The health of the human vagina depends on a symbiotic/mutually beneficial relationship with “good” bacteria that live on its surface feeding on products produced by vaginal skin cells. These good bacteria, in turn, create a physical and chemical barrier to bad bacteria and viruses including HIV.
A publication released today from a team of scientists representing multiple disciplines at UTMB and the Oak Crest Institute of Science in Pasadena, Calif., reports a new method for studying the relationship between the skin cells and the “good” bacteria.
The researchers are the first to grow human vaginal skin cells in a dish in a manner that creates surfaces that support colonization by the complex good and bad communities of bacteria collected from women during routine gynecological exams. The bacteria communities have never before been successfully grown outside a human.

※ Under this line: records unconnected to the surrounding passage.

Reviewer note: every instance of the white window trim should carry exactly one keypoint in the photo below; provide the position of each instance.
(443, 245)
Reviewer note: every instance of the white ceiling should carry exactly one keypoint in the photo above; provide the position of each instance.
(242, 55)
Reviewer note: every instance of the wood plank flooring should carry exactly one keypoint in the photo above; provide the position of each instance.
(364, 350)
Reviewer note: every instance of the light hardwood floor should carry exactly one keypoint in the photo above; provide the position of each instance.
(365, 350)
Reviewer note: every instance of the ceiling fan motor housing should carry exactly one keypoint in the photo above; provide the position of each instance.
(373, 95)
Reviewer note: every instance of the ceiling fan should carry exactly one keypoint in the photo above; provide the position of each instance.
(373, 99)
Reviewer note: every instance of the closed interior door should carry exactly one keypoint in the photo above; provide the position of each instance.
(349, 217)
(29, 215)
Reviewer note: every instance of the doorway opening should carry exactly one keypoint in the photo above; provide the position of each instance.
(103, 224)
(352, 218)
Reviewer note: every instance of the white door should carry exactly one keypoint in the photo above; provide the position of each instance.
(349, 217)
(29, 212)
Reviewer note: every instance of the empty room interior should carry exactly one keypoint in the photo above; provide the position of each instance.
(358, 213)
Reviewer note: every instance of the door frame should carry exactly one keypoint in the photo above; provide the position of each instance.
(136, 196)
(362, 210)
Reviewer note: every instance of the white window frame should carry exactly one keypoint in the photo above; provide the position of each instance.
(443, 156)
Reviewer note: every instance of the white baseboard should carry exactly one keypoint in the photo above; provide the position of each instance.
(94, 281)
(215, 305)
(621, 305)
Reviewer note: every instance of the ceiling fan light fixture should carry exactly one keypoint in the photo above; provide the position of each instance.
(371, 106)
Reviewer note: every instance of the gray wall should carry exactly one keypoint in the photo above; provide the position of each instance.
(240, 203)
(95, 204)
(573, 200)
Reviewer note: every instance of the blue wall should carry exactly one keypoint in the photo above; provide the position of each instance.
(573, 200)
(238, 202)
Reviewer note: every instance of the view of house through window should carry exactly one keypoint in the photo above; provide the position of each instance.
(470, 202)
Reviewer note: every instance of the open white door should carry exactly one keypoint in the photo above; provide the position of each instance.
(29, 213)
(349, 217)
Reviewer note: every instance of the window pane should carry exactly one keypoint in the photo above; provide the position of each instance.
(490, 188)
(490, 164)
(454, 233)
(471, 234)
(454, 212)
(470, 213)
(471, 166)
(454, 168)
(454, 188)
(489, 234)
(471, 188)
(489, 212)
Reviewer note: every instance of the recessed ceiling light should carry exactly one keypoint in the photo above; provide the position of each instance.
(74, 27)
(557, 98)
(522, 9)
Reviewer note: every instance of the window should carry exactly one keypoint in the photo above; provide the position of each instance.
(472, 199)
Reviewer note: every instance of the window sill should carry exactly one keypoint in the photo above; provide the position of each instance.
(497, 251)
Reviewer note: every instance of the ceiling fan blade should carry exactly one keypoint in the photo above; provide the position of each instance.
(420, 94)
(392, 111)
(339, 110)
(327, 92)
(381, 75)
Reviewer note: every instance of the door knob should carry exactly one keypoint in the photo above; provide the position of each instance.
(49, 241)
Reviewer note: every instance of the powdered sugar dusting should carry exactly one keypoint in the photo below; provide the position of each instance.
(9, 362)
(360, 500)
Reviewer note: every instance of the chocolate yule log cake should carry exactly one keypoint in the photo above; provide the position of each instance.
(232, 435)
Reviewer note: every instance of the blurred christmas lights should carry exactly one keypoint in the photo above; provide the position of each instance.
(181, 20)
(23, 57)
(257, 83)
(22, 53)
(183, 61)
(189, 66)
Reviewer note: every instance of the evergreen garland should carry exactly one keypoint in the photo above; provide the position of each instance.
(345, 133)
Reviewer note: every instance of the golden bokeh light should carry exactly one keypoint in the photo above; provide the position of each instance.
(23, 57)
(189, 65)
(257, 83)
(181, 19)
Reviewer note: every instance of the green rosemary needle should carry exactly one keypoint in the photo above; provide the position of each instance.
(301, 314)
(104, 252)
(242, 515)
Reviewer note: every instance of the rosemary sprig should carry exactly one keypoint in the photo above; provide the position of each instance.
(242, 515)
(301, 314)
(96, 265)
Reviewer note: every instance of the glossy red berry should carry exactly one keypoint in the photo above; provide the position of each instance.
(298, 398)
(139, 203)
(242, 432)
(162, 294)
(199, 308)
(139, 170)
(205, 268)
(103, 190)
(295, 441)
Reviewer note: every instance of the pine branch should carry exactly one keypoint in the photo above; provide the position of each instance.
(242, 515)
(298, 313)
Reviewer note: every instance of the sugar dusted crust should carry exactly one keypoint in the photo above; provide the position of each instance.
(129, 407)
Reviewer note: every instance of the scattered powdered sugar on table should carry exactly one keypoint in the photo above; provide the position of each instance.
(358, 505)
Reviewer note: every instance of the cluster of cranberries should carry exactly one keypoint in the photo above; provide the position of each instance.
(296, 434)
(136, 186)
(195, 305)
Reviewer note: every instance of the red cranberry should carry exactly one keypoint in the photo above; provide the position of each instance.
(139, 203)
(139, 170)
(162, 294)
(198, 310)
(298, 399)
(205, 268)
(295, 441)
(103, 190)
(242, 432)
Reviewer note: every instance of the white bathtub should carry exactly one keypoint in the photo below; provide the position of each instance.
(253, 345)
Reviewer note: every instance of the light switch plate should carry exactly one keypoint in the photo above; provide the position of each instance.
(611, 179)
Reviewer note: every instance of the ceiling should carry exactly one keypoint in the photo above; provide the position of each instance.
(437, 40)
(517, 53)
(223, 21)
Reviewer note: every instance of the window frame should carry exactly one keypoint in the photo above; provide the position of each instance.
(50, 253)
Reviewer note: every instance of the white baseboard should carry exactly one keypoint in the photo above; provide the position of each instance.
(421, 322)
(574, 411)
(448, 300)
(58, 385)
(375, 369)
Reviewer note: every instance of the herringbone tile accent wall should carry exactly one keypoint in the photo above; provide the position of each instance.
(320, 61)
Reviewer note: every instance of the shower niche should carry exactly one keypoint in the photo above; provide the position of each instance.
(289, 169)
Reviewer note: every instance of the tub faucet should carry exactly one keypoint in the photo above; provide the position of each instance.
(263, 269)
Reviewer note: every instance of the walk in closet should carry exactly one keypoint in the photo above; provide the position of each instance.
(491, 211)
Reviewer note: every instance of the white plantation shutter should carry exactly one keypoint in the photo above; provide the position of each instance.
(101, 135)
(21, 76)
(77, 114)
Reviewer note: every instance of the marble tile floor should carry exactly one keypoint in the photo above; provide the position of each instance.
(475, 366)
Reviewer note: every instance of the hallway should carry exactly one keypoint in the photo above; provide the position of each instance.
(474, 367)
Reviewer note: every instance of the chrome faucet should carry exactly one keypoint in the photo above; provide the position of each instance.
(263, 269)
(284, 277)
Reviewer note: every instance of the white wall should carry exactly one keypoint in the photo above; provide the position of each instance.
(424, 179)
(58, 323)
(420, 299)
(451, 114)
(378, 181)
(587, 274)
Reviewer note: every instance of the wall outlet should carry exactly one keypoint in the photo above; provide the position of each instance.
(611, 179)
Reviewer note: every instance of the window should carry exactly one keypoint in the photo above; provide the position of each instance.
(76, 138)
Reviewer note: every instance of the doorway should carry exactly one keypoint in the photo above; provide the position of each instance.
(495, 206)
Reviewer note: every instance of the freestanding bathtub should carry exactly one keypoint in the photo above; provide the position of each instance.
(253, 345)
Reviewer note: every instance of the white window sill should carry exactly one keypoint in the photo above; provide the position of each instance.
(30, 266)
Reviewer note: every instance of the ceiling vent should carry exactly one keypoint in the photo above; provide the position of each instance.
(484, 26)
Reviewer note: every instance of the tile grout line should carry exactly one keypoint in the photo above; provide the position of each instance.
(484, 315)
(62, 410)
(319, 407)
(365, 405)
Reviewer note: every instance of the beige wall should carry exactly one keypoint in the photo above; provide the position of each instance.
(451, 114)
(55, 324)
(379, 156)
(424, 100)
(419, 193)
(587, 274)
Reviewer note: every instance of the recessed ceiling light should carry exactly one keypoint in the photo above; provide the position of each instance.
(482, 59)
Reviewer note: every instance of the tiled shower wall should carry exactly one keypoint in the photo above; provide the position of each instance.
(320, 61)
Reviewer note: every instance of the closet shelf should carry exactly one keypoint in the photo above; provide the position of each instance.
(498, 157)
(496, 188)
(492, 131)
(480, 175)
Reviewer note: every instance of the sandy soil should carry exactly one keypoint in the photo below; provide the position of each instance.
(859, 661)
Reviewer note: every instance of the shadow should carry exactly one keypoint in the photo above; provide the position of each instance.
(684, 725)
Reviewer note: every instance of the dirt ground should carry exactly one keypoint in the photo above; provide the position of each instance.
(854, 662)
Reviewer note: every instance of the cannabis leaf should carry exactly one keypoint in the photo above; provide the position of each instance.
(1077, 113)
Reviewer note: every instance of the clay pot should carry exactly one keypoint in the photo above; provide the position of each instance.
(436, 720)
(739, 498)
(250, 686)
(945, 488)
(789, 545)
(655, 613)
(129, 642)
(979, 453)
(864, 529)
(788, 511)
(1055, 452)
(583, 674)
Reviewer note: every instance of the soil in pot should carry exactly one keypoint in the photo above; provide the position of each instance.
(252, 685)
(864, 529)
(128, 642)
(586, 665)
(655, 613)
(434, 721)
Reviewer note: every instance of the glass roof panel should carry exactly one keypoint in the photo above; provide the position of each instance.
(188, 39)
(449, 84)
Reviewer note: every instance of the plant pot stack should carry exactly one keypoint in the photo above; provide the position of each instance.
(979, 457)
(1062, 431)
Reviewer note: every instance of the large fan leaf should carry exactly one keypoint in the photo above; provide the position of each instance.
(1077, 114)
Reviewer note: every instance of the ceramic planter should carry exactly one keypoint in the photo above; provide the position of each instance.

The research group led by Richard Pyles at UTMB reports in the journal PLOS One that by using this model of the human vagina, they discovered that certain bacterial communities alter the way HIV infects and replicates. Their laboratory model will allow careful and controlled evaluation of the complex community of bacteria to ultimately identify those species that weaken the defenses against HIV. Pyles also indicated that this model “will provide the opportunity to study the way that these mixed species bacterial communities change the activity of vaginal applicants including over-the-counter products like douches and prescription medications and contraceptives. These types of studies are very difficult or even impossible to complete in women who are participating in clinical trials.”
In fact, the team’s report documented the potential for their system to better evaluate current and future antimicrobial drugs in terms of how they interact with “good and bad” bacteria. In their current studies a bacterial community associated with a symptomatic condition called bacterial vaginosis substantially reduced the antiviral activity of one of the leading anti-HIV medicines.
Conversely, vaginal surfaces occupied by healthy bacteria and treated with the antiviral produced significantly less HIV than those vaginal surfaces without bacteria treated with the same antiviral. Dr. Marc Baum, the lead scientist at Oak Crest and co-author of the work, stated “this model is unique as it faithfully recreates the vaginal environment ex vivo, both in terms of the host cellular physiology and the associated complex vaginal microbiomes that could not previously be cultured. I believe it will be of immense value in the study of sexually transmitted infections.”